For two days tourists and islanders alike got the chance to discover jewels of the Ibizan countryside. Almonds, for example, continue to play a leading role in Ibizan cuisine, appearing in local recipes like borrida de rajada and underpinning desserts typically served at festivities. Panellets are an All Saints’ Day favourite and Salsa Nadal is a hot pudding enjoyed at Christmastime. Outside the islands, exports like the mostly sweet almonds fita, pau and espineta are second only to salt in terms of popularity. Another of the expo’s stars was carob, which picked up steam in Europe last century as a substitute for chocolate.
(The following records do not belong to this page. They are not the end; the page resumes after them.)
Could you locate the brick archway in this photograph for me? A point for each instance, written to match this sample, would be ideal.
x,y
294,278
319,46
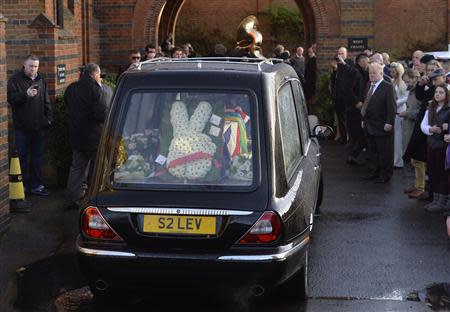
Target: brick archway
x,y
154,19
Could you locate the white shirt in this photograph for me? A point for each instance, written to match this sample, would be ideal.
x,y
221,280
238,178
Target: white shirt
x,y
424,126
375,85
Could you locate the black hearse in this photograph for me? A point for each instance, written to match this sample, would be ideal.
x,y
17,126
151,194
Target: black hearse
x,y
208,174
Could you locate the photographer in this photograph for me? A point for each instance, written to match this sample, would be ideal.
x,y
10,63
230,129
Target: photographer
x,y
30,103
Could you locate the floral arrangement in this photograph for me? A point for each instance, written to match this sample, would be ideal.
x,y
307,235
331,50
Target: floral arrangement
x,y
190,151
134,157
135,168
241,167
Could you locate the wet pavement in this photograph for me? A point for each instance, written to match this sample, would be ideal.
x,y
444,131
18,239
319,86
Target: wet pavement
x,y
372,249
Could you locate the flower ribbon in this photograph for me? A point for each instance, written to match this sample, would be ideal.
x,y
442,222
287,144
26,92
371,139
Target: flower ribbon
x,y
189,158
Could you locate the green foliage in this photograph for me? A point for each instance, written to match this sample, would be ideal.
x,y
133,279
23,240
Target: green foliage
x,y
278,24
323,106
202,40
285,25
58,143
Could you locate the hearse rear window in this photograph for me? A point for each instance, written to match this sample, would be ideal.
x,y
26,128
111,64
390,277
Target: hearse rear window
x,y
185,138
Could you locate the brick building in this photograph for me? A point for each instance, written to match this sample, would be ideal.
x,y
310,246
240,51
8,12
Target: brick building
x,y
66,34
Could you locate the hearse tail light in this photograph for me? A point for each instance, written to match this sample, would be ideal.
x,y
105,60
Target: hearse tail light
x,y
266,230
95,226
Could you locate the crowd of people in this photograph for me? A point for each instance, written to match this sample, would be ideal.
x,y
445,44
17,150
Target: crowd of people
x,y
305,67
398,113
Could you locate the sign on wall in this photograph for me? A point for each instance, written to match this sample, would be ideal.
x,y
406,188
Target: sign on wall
x,y
357,44
61,72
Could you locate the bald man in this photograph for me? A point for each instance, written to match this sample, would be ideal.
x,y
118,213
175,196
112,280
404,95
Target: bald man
x,y
416,64
378,113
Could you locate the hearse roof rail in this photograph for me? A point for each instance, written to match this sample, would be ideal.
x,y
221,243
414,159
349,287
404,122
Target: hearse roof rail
x,y
211,63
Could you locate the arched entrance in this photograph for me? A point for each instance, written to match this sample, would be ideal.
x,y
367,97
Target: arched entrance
x,y
155,19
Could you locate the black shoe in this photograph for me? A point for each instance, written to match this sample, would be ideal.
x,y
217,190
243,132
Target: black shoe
x,y
353,161
381,180
40,191
371,176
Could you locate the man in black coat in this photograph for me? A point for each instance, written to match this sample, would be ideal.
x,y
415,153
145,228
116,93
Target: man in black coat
x,y
378,113
310,76
86,110
353,113
31,112
342,90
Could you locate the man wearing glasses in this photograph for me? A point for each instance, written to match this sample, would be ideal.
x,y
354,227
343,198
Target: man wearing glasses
x,y
150,51
135,57
134,60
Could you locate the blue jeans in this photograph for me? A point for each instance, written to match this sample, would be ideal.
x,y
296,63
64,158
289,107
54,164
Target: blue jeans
x,y
30,144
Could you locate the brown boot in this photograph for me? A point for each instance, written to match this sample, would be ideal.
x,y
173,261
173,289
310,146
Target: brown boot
x,y
415,194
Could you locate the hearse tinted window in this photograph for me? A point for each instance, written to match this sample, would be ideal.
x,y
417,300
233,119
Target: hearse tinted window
x,y
289,126
185,138
302,114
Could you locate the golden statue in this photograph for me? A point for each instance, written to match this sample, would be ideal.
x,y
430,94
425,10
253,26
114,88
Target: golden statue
x,y
249,39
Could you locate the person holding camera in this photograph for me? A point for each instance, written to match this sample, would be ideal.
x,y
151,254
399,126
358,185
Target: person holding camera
x,y
31,111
High in fibre and antioxidants, carob, in the form of flour or other derivatives, has gained currency with health conscious consumers.
“Ibiza Sabors del Camp i de la Mar” is about bringing together tradition, flavour and some of Ibizan cuisine’s more innovative incarnations, whether displays, screenings, conferences and show-cooking demos. Another big story at the fair was the so-called “zero-kilometre” produce, so designated for the reduced distance between the points of production and consumption. Included in the vast product catalogue were botifarró and sobrassada (both sausages), extra virgin olive oil and Peix Nostrum fish, a quality certification that guarantees the authenticity of locally-caught fish.
Fine-dining aficionados were treated to emblematic dishes (think sofrit pagès, bullit de peix and flaó) as well as other recipes that showcased the creative evolution of Ibizan cuisine towards a quality, authentic brand of cooking that turns on fresh ingredients and the inspiration of a place without equal.
The expo was scheduled during a time when attendees would be able to visit the numerous vegetable gardens, oil mills, windmills, markets, fishermen’s guilds, wine cellars, bakeries and farmer’s cooperative that Ibiza is home to.
Didn’t make it to the gastronomic expo? Don’t fret! You have until 10 December to try many of the dishes at Ibiza Sabor 17’s forty-one participating restaurants!
Tapas, priced at just €7, are chosen from the very best Ibizan cuisine has to offer and served with local wines. Or, for €25, prix fixe menu specials. Bon profit!